How about San Francisco?  United flies nonstop from Boston.


----------



## bizaro86 (Aug 23, 2019)

Luanne said:


> How about San Francisco?  United flies nonstop from Boston.



Could do Yosemite.


----------



## Luanne (Aug 23, 2019)

bizaro86 said:


> Could do Yosemite.


Little over a 4 hour drive from SFO.  Issue might be with booking a place to stay if you want to stay inside the park.  From what I understand you almost need to book a year out.


----------



## WinniWoman (Aug 23, 2019)

Luanne said:


> How about San Francisco?  United flies nonstop from Boston.


 

Thanks. But was there already and once was enough.


----------



## Luanne (Aug 23, 2019)

mpumilia said:


> Thanks. But was there already and once was enough.


There are areas outside of San Francisco that you could visit.  One mentioned was Yosemite.  You could drive to Lake Tahoe.  Go down the coast to the Monterey Peninsula. Drive up to Napa, Sonoma or Mendocino.  SFO doesn't just serve San Francisco.  Mentioned it because you want a nonstop flight.


----------



## Roger830 (Aug 23, 2019)

We went to UT,AZ, and CO five times in the first two weeks of June. 

It's before the major summer vacation period, no problem with crowds. 
Usually didn't make reservations except for national parks.


----------



## Sugarcubesea (Aug 23, 2019)

mpumilia said:


> Where do you fly into for that and how far from the airport is it?

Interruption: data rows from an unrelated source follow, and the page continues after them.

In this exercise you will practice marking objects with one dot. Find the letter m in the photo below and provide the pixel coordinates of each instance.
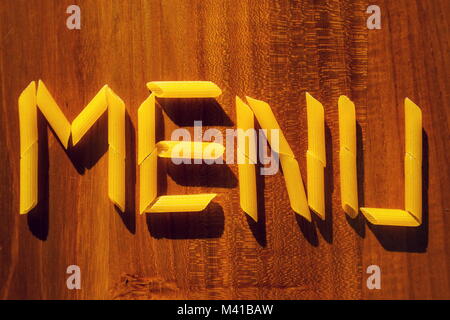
(31, 99)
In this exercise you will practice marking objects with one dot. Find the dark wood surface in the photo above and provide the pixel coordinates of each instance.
(269, 50)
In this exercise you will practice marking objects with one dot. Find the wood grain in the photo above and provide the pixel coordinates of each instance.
(269, 50)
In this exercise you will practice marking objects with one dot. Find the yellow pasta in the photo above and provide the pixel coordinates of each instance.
(347, 156)
(294, 186)
(89, 115)
(184, 89)
(117, 149)
(412, 215)
(29, 179)
(390, 217)
(246, 168)
(53, 114)
(103, 100)
(146, 128)
(148, 179)
(289, 164)
(315, 156)
(116, 122)
(182, 203)
(28, 118)
(267, 120)
(116, 178)
(316, 128)
(149, 150)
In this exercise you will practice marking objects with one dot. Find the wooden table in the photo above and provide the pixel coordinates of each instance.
(270, 50)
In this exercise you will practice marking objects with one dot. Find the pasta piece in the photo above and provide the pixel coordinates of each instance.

You can fly directly into Cherry Capital Airpot in Traverse City or fly in DTW - Detroit Metro Airport and drive up to Traverse City


----------



## WinniWoman (Aug 23, 2019)

PrairieGirl said:


> Not sure when you BOOKED the trip (aka, paid for the ticket) but on a recent flight cancellation I was told that I had one year FROM THE TIME OF PURCHASE to use the credit that resulted from my cancellation.  So if you had booked the ticket well in advance, you might have to use that credit up fairly quickly.  Be sure to check with YOUR airline, might be the same, might not.



Gosh- that would really stink! I think I booked the airfare in February or March! And we hate going anywhere in winter! UGH! I will find out tomorrow.

This has never happened to us all these years of traveling We have been very fortunate to never have to cancel a vacation. 

Always a first time for everything I guess. This whole moving thing has been a nightmare and getting worse day by day between packing hell, dealing with our #%^I&% town with permits and BS, writing out checks left and right with nothing to show for any of them- and we are the sellers! Like a bad dream I can't wake up from.

Selling a house and moving is not for the faint of heart. I never want to go through this again. Oh- wait- we have to move a second time from the rental to our permanent home when it is competed! Well- at least buying a home is easier than selling one! 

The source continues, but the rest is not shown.